What role do emerging technologies play in shaping the future of cyber insurance in India?
When we look at how technology is transforming the risk assessment landscape, significant developments are underway. Previously, conducting a risk assessment involved lengthy questionnaires and manual inputs. Today, much of this process has moved online, leveraging a range of technologies to evaluate a company’s risk profile. This evolution goes beyond traditional risk dialogue and brings a more structured and data-driven approach to quantifying risk—something that has proven to be a game-changer. One of the key advancements is the concept of exposure risk quantification. A few years ago, if an organisation needed to determine appropriate insurance limits, the typical approach was to benchmark against peers—for example, a bank or a manufacturing company would ask, “What are others in my industry doing?” However, this method is fundamentally flawed, as no two organisations are identical in terms of their security frameworks, operational models, or risk exposures.
The critical question has always been: how can we accurately quantify risk exposure? Specifically, if a certain event were to occur, what would be the financial impact? Today, there are advanced tools and probabilistic models available that allow organisations to answer this question with greater precision. Scenario analyses can now be conducted to simulate potential events and estimate the resulting financial impact. This, in turn, helps enterprises determine the appropriate level of insurance coverage, making the process far more data-driven and objective. Post-incident technology also plays a crucial role in forensic analysis. When an incident occurs, the immediate focus is on containment. However, conducting a thorough root cause analysis is equally important, as it not only aids in preventing future incidents but also helps minimise the financial outflow under insurance coverage. This aspect of post-event analysis has become an essential part of the overall risk management strategy.
How can businesses in India navigate the complexities of cyber insurance coverage amidst evolving digital threats and regulatory changes?
It is an ongoing process. Unlike traditional insurance products, cyber insurance is not static—it is evolving with technological advancements, adoption patterns, emerging threats, and regulatory changes. Consequently, coverage frameworks must adapt continuously. For instance, the enactment of the DPDPA marks a significant shift. Previously, the absence of a dedicated privacy law in India led to a relatively relaxed approach by companies toward data breaches. With the introduction of DPDPA, there is now a legal obligation to treat data liability with seriousness and accountability.
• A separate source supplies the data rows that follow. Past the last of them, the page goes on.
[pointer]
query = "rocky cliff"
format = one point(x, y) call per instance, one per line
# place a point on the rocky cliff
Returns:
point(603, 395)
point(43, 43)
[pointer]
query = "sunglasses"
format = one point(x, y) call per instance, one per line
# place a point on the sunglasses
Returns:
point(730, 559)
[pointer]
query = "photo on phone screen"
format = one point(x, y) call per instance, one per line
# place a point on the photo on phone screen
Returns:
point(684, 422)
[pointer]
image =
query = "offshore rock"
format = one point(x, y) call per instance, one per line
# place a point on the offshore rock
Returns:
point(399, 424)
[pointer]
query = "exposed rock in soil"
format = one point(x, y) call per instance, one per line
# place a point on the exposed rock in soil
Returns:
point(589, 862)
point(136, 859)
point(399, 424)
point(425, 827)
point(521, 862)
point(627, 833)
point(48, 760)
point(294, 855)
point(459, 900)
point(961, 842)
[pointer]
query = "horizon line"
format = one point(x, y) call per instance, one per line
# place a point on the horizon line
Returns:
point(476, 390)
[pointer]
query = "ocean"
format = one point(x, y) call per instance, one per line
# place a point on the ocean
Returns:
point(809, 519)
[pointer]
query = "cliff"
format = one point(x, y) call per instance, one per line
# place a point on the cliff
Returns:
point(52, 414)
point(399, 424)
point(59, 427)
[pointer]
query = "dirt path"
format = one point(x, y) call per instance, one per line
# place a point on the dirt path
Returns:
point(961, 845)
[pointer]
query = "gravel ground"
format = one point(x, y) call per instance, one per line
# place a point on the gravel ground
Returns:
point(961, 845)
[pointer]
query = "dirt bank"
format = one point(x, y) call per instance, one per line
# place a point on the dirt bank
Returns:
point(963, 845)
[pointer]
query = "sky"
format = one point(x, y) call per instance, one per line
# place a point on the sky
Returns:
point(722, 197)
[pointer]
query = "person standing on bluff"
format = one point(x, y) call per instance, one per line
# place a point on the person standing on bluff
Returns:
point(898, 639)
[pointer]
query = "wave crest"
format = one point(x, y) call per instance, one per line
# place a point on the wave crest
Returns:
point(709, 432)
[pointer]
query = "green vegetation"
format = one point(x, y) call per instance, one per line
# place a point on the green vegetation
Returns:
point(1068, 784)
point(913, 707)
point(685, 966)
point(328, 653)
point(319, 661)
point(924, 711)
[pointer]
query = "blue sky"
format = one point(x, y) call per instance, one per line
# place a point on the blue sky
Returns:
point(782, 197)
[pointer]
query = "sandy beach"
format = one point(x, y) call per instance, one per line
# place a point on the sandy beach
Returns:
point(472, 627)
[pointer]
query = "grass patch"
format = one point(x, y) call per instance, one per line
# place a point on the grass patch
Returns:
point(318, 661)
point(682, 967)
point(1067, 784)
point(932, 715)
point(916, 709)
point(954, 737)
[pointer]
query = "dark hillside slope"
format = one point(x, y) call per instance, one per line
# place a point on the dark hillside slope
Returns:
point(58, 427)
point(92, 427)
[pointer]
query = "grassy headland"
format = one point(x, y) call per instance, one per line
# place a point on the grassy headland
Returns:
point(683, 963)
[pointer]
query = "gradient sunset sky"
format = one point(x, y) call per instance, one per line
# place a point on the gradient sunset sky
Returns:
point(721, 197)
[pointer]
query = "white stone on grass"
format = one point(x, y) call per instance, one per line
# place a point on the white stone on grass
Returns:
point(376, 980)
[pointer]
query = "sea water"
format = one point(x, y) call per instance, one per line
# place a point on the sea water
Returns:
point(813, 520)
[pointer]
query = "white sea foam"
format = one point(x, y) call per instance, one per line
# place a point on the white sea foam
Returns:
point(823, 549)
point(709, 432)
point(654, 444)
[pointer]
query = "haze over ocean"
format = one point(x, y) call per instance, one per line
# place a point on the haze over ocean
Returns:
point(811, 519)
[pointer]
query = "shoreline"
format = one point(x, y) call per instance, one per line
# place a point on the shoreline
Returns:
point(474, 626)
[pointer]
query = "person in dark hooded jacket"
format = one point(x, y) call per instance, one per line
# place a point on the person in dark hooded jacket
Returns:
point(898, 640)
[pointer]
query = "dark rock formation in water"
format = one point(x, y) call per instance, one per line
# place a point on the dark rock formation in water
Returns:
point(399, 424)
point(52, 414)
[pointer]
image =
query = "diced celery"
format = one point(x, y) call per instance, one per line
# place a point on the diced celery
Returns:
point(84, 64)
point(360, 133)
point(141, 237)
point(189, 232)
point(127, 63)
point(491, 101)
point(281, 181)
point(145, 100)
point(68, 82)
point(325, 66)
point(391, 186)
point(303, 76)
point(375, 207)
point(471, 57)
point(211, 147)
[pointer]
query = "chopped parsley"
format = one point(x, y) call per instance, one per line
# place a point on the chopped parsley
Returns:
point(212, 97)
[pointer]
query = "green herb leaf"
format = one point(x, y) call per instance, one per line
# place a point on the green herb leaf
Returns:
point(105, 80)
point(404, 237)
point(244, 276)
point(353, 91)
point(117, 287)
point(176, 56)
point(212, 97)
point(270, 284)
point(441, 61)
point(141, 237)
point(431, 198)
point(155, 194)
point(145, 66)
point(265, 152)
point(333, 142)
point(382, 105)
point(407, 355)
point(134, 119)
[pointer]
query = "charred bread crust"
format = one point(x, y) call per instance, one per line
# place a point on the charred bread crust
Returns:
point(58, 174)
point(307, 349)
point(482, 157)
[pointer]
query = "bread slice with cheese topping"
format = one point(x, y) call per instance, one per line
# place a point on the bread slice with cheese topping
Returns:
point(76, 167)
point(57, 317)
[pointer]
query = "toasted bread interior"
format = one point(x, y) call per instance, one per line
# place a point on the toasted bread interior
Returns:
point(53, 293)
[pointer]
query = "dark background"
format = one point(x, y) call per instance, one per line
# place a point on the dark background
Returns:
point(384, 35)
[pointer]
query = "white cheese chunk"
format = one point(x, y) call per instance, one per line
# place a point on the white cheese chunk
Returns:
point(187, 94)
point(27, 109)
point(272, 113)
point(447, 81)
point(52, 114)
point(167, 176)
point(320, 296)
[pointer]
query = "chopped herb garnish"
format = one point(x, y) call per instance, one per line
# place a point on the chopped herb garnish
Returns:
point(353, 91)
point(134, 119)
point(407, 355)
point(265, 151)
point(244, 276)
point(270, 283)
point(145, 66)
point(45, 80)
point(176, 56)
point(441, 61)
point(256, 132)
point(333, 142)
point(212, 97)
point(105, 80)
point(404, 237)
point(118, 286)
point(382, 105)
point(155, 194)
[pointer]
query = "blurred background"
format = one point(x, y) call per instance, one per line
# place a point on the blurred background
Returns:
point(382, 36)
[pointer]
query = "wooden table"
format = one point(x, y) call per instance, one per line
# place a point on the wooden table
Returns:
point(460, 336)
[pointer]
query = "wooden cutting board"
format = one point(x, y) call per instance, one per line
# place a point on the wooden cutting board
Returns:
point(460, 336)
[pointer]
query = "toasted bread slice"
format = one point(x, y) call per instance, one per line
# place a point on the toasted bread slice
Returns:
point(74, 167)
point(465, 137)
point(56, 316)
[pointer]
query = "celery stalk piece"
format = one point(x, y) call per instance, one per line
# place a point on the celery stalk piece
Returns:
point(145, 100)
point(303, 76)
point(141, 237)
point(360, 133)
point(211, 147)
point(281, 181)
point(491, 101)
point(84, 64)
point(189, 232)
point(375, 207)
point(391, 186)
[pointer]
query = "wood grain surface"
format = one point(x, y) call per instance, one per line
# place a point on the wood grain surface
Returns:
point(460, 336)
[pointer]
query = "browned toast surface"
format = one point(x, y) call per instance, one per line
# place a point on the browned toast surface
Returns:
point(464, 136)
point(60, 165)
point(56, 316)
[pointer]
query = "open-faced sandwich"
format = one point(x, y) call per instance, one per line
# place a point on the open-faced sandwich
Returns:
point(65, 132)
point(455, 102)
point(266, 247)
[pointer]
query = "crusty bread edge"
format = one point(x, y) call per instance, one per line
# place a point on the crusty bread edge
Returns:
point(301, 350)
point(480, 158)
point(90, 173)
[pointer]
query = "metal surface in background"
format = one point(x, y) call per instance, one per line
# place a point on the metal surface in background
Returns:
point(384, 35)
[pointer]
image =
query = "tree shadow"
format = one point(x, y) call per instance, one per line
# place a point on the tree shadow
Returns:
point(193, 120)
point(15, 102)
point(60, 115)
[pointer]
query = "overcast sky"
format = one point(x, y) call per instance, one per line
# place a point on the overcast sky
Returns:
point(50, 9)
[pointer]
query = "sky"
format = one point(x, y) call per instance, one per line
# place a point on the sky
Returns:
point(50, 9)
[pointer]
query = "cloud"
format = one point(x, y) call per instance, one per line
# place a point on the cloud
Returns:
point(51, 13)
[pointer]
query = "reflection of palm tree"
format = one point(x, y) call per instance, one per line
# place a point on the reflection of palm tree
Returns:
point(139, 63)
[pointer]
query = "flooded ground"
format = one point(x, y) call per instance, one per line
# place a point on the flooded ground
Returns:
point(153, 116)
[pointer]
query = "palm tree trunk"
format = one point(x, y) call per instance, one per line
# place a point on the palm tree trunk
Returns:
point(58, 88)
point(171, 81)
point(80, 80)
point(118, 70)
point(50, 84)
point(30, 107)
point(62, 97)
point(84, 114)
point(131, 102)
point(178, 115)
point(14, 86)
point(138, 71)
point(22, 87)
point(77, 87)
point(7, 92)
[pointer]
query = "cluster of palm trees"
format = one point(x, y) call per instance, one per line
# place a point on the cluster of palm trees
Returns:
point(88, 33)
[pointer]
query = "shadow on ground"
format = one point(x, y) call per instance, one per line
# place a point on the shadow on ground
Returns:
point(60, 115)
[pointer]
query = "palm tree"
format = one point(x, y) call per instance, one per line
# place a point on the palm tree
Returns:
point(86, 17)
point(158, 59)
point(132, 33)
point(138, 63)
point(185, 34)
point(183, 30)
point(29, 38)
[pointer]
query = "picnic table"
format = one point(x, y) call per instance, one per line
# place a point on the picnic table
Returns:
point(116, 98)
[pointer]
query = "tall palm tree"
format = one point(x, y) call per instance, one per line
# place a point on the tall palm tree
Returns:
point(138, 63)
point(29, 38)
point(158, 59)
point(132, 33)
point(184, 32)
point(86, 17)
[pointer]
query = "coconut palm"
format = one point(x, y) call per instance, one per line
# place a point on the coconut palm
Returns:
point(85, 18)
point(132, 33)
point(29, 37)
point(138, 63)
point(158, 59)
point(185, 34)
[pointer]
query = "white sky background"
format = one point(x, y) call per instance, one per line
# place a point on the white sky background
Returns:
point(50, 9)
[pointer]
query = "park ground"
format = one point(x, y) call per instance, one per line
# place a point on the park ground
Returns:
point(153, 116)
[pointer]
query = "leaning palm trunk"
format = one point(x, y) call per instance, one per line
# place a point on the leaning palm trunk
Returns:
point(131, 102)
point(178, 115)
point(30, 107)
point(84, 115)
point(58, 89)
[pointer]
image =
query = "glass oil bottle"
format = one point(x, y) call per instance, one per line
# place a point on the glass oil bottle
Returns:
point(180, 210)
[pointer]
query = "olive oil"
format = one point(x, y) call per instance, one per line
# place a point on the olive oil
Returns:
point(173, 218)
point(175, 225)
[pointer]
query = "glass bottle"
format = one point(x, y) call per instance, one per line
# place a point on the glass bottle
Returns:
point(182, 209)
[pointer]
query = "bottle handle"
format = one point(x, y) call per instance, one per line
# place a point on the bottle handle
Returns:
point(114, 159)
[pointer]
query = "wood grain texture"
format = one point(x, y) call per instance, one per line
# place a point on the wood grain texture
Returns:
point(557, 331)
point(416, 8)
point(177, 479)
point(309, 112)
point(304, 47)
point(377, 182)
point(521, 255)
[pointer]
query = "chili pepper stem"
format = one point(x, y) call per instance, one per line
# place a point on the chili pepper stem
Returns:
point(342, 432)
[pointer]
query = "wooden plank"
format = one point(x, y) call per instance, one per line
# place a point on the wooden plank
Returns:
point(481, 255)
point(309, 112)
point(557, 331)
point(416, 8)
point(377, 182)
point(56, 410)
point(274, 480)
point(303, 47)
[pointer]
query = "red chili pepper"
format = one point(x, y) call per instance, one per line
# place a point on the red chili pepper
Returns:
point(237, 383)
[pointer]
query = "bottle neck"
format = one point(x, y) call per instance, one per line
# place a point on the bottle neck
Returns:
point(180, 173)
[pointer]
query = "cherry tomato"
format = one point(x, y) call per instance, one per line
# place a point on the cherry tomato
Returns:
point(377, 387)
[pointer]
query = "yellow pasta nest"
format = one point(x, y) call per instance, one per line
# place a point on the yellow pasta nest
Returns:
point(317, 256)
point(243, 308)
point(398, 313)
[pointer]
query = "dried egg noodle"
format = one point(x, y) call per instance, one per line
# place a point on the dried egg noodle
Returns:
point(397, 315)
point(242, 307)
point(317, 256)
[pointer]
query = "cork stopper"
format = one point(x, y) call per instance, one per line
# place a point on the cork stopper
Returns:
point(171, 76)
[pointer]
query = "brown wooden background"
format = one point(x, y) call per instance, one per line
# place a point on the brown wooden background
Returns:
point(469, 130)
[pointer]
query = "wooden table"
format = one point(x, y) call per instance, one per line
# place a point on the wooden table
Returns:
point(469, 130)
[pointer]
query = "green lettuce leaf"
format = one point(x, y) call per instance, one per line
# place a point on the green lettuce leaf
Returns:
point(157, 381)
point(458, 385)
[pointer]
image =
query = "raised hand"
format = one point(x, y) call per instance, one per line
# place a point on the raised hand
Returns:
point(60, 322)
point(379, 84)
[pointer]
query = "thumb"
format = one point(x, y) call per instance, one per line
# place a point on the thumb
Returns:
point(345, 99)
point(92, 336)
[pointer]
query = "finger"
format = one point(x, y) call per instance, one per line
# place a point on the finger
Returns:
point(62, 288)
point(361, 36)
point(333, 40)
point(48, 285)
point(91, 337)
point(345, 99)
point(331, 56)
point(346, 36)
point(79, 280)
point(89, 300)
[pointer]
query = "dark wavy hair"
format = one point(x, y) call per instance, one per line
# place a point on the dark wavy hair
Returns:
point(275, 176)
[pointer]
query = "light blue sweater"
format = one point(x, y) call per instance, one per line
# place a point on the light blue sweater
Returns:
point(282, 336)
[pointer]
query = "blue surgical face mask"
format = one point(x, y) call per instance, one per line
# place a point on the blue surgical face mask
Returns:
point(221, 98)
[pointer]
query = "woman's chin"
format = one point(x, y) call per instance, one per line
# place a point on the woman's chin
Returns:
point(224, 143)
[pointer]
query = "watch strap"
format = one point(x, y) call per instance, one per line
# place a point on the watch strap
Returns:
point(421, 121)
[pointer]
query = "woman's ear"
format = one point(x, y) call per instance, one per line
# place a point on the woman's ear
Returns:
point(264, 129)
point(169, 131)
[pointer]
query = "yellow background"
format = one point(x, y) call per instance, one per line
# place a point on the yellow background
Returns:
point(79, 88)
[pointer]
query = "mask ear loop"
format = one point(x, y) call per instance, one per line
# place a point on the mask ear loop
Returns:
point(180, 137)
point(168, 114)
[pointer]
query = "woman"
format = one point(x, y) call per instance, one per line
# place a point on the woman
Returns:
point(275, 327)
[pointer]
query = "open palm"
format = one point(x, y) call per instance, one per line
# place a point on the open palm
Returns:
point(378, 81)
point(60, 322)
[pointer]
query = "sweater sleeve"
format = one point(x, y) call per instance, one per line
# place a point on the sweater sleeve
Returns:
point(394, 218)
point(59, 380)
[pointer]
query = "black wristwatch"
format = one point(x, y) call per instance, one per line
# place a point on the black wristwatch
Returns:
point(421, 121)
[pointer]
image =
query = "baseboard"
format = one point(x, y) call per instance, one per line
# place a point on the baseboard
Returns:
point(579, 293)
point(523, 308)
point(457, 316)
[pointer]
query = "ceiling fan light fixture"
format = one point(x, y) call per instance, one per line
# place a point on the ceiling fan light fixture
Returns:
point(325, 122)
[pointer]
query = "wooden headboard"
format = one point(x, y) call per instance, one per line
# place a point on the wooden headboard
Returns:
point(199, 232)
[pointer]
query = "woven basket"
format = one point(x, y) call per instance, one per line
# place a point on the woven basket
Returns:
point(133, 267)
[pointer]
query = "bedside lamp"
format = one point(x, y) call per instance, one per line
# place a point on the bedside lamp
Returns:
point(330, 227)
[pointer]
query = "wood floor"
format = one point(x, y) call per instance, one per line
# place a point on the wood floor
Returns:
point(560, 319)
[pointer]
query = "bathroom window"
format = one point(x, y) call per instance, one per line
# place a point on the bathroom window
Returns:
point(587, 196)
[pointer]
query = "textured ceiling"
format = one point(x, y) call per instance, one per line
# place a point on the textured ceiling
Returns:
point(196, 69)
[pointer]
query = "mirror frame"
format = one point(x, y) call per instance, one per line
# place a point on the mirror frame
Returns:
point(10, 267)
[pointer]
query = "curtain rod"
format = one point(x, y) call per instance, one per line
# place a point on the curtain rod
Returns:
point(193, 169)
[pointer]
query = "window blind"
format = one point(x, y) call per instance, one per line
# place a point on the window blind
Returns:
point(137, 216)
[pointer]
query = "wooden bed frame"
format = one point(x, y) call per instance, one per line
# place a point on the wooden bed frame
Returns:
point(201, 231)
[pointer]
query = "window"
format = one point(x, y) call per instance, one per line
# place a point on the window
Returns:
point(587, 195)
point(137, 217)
The adoption of artificial intelligence is another factor that is reshaping the cyber risk landscape. As exposures become more complex, the adequacy of policy coverage and the evolution of policy wordings to reflect these changes have become critical responsibilities for brokers like us. This is where our role becomes increasingly vital. We must proactively educate organisations about these evolving risks and ensure their insurance coverage aligns with the changing environment. As members of the insurance community, it is our duty to demystify these complexities. I don’t consider cyber insurance inherently complex; rather, it demands constant vigilance and a commitment to clarity. Personally, I advocate for simplicity and transparency in all client interactions. It is our responsibility to make cyber insurance accessible and understandable for our clients, guiding them effectively through this dynamic landscape.